The lions, too, are disappointed. They expected blood, bones, gristle, sinews. They chew and chew, but the words are chide and chicle is indigestible. Chicle is a base over which you sprinkle sugar, pepsin, thyme, licorice. Chicle, when it is gathered by chicleros, is O.K. The chicleros came over on the ridge of a sunken continent. They brought with them an algebraic language. In the Arizona desert they met the Mongols of the North, glazed like eggplants. Time shortly after the earth had taken its gyroscopic lean – when the Gulf Stream was parting ways with the Japanese current. In the heart of the soil they found tufa rock. They embroidered the very bowels of the earth with their language. They ate one another's entrails and the forest closed in on them, on their bones and skulls, on their lace tufa. Their language was lost. Here and there one still finds the remnants of a menagerie, a brain plate covered with figures.

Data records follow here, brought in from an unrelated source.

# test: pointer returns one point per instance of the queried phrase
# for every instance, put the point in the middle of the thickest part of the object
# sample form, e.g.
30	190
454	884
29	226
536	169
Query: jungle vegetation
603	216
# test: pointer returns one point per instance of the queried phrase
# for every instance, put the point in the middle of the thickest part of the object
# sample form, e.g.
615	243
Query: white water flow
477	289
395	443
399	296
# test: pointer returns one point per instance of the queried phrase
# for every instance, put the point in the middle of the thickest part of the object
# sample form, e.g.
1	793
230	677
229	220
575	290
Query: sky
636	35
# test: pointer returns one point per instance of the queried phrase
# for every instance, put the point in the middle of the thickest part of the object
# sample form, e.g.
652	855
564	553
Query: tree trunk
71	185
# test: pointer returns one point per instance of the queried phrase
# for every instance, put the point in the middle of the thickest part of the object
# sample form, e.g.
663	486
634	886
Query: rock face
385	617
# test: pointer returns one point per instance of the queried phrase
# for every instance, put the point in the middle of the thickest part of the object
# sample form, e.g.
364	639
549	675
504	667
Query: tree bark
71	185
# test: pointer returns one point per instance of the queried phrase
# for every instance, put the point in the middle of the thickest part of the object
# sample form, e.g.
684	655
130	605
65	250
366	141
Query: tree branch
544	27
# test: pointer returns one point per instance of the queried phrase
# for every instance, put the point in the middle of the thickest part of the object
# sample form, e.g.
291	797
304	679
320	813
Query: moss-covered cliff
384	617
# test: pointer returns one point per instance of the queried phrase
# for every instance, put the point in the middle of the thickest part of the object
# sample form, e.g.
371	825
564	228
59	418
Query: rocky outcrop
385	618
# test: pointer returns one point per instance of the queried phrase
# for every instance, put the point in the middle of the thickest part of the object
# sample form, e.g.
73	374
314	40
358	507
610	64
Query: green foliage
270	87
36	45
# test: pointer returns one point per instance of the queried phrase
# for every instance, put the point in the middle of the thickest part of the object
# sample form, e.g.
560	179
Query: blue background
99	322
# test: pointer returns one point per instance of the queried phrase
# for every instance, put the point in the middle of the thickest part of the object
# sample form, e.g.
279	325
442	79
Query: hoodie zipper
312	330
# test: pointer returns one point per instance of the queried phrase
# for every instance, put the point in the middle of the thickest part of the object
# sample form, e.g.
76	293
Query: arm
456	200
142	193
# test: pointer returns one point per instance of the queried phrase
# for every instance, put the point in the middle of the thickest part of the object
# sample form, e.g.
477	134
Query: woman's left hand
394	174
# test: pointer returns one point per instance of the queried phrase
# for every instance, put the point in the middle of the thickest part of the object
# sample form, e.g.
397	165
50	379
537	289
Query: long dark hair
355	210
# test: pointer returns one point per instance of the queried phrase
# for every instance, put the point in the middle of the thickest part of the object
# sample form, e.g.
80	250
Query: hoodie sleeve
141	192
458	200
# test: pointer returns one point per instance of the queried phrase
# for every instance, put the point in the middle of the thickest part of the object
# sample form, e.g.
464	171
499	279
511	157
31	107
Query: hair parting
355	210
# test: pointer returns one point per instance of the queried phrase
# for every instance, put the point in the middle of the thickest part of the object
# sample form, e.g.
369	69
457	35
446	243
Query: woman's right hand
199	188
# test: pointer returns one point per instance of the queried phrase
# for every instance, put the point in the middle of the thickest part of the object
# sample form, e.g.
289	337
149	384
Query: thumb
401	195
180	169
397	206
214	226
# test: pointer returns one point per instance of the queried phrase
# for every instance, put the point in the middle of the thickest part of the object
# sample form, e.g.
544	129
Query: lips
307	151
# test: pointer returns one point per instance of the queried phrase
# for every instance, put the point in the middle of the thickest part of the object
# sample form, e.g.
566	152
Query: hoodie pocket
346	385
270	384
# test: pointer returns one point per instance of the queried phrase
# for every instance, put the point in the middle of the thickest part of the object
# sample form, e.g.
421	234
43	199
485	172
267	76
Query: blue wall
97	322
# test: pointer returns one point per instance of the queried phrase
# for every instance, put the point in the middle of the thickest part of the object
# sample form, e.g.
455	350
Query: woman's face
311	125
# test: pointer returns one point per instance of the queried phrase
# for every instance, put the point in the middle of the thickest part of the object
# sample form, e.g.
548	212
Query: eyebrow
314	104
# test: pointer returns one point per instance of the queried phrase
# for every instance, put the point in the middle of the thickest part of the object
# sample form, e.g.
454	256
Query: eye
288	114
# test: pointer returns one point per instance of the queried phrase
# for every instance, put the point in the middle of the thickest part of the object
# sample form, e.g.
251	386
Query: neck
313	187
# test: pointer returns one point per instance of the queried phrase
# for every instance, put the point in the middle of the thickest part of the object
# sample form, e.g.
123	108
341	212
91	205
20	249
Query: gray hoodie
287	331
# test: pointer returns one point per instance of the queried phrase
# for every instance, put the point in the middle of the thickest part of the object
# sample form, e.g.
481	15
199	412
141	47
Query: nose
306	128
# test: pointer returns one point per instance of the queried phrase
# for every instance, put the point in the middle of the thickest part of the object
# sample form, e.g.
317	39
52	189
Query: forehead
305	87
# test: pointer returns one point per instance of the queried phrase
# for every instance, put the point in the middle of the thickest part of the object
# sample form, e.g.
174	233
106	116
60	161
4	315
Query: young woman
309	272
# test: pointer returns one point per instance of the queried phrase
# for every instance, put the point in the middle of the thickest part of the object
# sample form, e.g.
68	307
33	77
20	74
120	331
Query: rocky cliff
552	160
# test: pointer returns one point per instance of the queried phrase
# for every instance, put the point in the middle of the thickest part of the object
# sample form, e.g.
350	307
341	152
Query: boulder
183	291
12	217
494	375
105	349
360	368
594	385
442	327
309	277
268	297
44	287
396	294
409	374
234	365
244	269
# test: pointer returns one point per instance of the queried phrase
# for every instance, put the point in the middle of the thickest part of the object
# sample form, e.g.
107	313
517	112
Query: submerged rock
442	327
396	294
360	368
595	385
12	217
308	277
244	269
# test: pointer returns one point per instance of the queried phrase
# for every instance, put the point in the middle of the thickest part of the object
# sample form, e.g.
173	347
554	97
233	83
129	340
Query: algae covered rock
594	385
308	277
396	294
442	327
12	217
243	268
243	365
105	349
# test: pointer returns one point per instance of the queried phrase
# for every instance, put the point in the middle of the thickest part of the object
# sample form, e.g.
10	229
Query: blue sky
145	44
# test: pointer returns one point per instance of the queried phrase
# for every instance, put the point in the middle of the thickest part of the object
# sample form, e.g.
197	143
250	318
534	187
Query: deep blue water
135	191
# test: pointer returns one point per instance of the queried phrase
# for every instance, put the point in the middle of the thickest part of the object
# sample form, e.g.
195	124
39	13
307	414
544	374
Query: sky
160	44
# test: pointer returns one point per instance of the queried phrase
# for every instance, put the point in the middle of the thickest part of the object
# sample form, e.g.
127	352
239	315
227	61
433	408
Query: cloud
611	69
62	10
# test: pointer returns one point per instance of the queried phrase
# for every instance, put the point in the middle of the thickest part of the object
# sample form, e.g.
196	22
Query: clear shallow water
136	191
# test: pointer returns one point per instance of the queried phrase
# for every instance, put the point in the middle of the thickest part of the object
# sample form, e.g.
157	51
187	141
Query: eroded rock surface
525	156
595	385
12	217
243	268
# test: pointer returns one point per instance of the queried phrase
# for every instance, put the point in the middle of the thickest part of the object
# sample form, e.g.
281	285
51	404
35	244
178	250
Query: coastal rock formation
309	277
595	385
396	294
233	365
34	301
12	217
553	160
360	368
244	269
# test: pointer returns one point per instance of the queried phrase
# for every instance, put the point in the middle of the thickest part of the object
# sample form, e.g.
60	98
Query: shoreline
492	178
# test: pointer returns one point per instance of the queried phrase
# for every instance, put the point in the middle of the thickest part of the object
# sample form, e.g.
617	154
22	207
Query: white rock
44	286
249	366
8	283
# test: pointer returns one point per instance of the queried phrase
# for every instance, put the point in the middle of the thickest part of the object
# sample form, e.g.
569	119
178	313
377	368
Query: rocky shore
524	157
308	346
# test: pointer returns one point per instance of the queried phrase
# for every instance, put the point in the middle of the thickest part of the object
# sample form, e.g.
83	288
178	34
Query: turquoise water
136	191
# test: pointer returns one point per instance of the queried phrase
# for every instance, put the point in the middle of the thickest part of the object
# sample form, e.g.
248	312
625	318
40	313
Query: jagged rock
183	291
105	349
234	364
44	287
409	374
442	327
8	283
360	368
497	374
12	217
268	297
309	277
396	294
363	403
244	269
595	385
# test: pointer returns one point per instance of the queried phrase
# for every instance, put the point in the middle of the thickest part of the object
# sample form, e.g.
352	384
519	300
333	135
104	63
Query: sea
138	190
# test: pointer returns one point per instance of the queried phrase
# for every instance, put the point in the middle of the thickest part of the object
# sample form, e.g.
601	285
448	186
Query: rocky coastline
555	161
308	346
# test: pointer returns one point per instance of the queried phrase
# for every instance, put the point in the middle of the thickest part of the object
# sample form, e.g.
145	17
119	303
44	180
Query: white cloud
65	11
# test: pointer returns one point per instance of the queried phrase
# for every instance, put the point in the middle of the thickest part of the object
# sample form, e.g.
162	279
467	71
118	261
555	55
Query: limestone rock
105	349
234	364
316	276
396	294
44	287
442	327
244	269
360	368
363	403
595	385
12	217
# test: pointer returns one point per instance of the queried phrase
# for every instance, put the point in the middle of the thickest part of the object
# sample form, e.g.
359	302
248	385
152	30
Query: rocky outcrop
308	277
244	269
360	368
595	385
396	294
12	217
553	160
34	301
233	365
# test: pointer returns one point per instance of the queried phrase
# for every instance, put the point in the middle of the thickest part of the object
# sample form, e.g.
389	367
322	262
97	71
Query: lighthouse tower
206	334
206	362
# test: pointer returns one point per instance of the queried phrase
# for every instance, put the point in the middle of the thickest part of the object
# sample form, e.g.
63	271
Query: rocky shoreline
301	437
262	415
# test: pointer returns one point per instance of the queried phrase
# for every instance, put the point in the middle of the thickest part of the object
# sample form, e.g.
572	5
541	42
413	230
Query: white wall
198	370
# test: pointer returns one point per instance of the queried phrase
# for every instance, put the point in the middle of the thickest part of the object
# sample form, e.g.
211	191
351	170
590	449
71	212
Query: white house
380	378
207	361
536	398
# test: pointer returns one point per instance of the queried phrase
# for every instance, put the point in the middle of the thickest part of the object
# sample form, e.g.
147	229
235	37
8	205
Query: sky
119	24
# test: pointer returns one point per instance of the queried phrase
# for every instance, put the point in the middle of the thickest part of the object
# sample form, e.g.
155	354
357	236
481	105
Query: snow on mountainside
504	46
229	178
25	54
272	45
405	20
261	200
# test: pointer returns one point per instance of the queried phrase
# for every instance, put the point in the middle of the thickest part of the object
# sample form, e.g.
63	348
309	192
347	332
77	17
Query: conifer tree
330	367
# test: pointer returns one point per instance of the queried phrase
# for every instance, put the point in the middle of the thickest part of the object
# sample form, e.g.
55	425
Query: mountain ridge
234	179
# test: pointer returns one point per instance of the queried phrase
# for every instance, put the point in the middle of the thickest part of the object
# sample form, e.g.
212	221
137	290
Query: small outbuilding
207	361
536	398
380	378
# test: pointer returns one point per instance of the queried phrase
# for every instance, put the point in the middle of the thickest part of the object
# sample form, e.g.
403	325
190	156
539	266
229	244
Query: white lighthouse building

What has all this to do with you, Moldorf? The word in your mouth is anarchy. Say it, Moldorf, I am waiting for it. Nobody knows, when we shake hands, the rivers that pour through our sweat. Whilst you are framing your words, your lips half parted, the saliva gurgling in your cheeks, I have jumped halfway across Asia. Were I to take your cane, mediocre as it is, and poke a little hole in your side, I could collect enough material to fill the British Museum. We stand on five minutes and devour centuries. You are the sieve through which my anarchy strains, resolves itself into words. Behind the word is chaos. Each word a stripe, a bar, but there are not and never will be enough bars to make the mesh.